Figure 6.. ERK Pulsing in Mouse Xenografts and Replication Stress in Drug-Adapted Melanoma Cells

(A) Immunofluorescence microscopy of pERK in A375 mouse xenografts treated either with vehicle alone or dabrafenib plus trametinib for 5 days. (B) Intravital imaging of A375 fluorescent reporter cells in mouse xenografts treated for 48 h with vehicle alone or dabrafenib plus trametinib. For drug-naive tumors, a ERK-KTR:CFP field of view is shown; for tumors in drug-treated animals a field of view and two time courses are shown with ERK-KTR:CFP above and H2B:YFP below. Arrows indicate cells identified to undergo an ERK pulse. (C) Expression of genes involved in DNA repair and of DNA polymerases in A375 cells treated for 24 h with vemurafenib at different doses (line plots, left) or with 1-μM vemurafenib (bar plots, right). (D) EdU and p-γH2AX staining in A375 cells treated for 96 h with vemurafenib (1μM) alone or in combination with saturating doses of cobimetinib (1μM). Percentage of cells having incorporated EdU or positive for γH2AX staining is shown. Error bars indicate standard deviations from three replicates.

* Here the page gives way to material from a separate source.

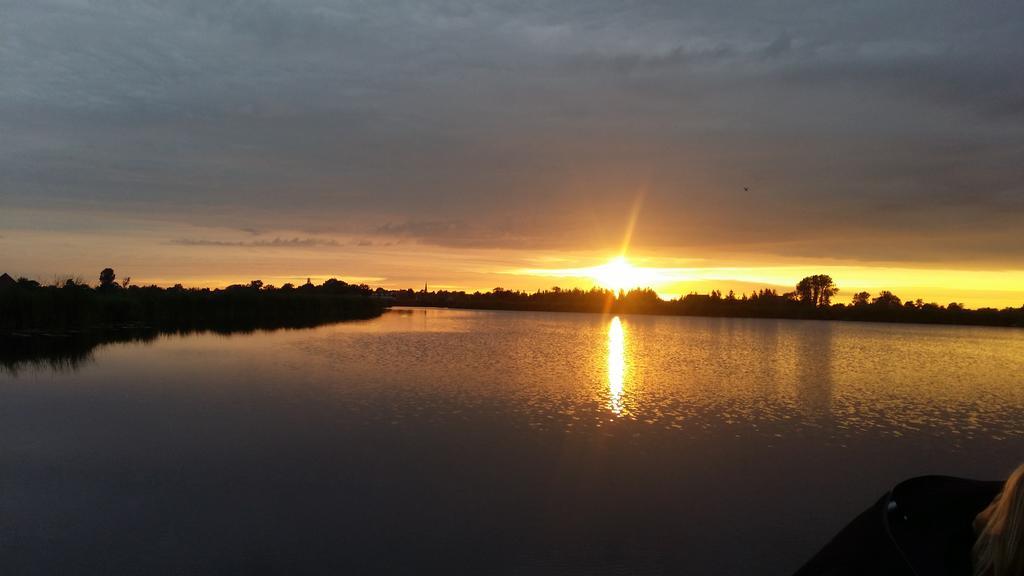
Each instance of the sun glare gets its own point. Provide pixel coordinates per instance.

Figure 7.. Differential Inhibition of Oncogenic and Physiological MAPK Signaling and Persistence of BRAF-Mutant Melanoma Cells through Spontaneous Receptor-Driven ERK Pulses

(A) Schematic of spontaneous RTK-mediated ERK pulses that promote slow proliferation of BRAF^V600E melanoma cells in which oncogenic MAPK signaling is profoundly inhibited by RAF and/or MEK inhibitors. (B) Presence in BRAF^V600E melanoma cells of two different configurations of the MAPK signaling cascade. The oncogenic configuration inhibits activation of the physiological configuration through negative feedback regulators such as DUSPs, SPRY proteins and phosphorylation of SOS1. When the drugs are present and BRAF^V600E signaling is inhibited, the levels of negative regulators fall, allowing the physiological configuration, which is resistant to both RAF and MEK inhibitors, to transduce growth factor signals operating in a paracrine/autocrine manner.